Il pense à celle qui reste à la maison comme l'hirondelle dans son nid, à celle qu'il va bientôt aller revoir en lui portant la nourriture, comme le mâle de l'hirondelle.
Au milieu du vent frais les oiseaux chantent gaiement sur les branches transversales.
Derrière les treillages de sa fenêtre, une jeune femme qui brode des fleurs brillantes sur une étoffe de soie écoute les oiseaux s'appeler joyeusement dans les arbres.
Elle relève sa tête et laisse tomber ses bras; sa pensée est partie vers celui qui est loin depuis longtemps.

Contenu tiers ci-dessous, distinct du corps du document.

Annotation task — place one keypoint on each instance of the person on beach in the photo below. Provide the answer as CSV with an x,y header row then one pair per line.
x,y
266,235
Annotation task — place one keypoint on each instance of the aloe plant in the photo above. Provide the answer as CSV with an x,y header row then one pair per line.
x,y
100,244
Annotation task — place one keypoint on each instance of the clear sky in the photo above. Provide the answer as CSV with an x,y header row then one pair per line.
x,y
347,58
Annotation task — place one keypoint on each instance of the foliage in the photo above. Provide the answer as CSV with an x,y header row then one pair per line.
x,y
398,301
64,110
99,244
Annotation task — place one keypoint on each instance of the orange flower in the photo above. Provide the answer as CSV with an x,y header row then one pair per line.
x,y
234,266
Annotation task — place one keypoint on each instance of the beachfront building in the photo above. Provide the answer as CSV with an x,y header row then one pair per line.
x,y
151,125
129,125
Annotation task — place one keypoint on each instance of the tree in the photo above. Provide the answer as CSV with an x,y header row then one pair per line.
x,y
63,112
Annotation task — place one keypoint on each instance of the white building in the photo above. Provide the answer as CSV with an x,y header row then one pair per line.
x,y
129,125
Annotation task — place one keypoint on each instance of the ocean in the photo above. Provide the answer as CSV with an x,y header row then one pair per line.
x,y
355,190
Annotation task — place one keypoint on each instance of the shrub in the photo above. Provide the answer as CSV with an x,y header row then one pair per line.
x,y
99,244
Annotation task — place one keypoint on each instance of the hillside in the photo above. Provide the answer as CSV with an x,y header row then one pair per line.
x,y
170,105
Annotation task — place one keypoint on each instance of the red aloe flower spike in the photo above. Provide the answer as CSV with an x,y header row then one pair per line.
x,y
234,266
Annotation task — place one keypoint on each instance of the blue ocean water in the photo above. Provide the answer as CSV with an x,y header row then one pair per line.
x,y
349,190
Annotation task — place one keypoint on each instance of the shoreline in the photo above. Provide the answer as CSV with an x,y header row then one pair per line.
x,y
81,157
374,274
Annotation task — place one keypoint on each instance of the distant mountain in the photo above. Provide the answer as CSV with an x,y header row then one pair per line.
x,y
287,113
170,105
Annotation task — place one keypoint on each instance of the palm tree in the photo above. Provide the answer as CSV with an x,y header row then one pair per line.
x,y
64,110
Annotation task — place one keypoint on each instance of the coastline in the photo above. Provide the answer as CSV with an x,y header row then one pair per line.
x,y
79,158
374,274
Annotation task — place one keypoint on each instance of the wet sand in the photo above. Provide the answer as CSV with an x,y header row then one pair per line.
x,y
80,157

«Les oiseaux savent se retrouver dans le feuillage; mais les larmes qui tombent des yeux des jeunes femmes comme la pluie d'orage ne rappellent pas les absents.»
Elle relève ses bras et laisse tomber sa tête sur son ouvrage.
«Je vais broder une pièce de vers parmi les fleurs de la robe que je lui destine, et peut-être les caractères lui diront-ils de revenir.»
J'ai vu passer la première épouse du grand Mandarin Lo-Wang-Li; elle se promenait à cheval près du lac, dans l'allée où la lune blanchit les feuilles de saule.
En se promenant elle a laissé tomber de son cou quelques perles de jade; un homme qui se trouvait là les a ramassées et s'est enfui très-joyeux.
Mais moi, je n'ai pas ramassé de perles, parce que je regardais seulement le beau visage de la jeune femme, plus blanc que la lune dans les feuilles de saule, et je m'en suis allé en pleurant.
Le vent a décroché une feuille de saule; elle est tombée légèrement dans le lac et s'est éloignée, balancée par les vagues.
Le temps a effacé de mon cœur un souvenir, un souvenir qui s'est lentement effacé.
Étendu au bord de l'eau, je regarde tristement la feuille de saule qui voyage loin de l'arbre penché.
Car depuis que j'ai oublié celle que j'aimais, je rêve tout le jour, tristement étendu au bord de l'eau.
Et mes yeux suivent toujours la feuille de saule, et maintenant elle est revenue sous l'arbre, et je pense que dans mon cœur le souvenir ne s'est jamais effacé.
Mon bateau glisse rapidement sur le fleuve, et je regarde dans l'eau.
Au-dessus est le grand ciel, où se promènent les nuages.
Le ciel est aussi dans le fleuve; quand un nuage passe sur la lune, je le vois passer dans l'eau;
Et je crois que mon bateau glisse sur le ciel.
Alors je songe que ma bien-aimée se reflète ainsi dans mon cœur.
J'ai vu un chemin doucement obscurci par les grands arbres, un chemin bordé de buissons en fleurs.
Mes yeux ont pénétré sous l'ombre verte et se sont promenés longuement dans le chemin.
Mais à quoi bon prendre cette route? Elle ne conduit pas à la demeure de celle que j'aime.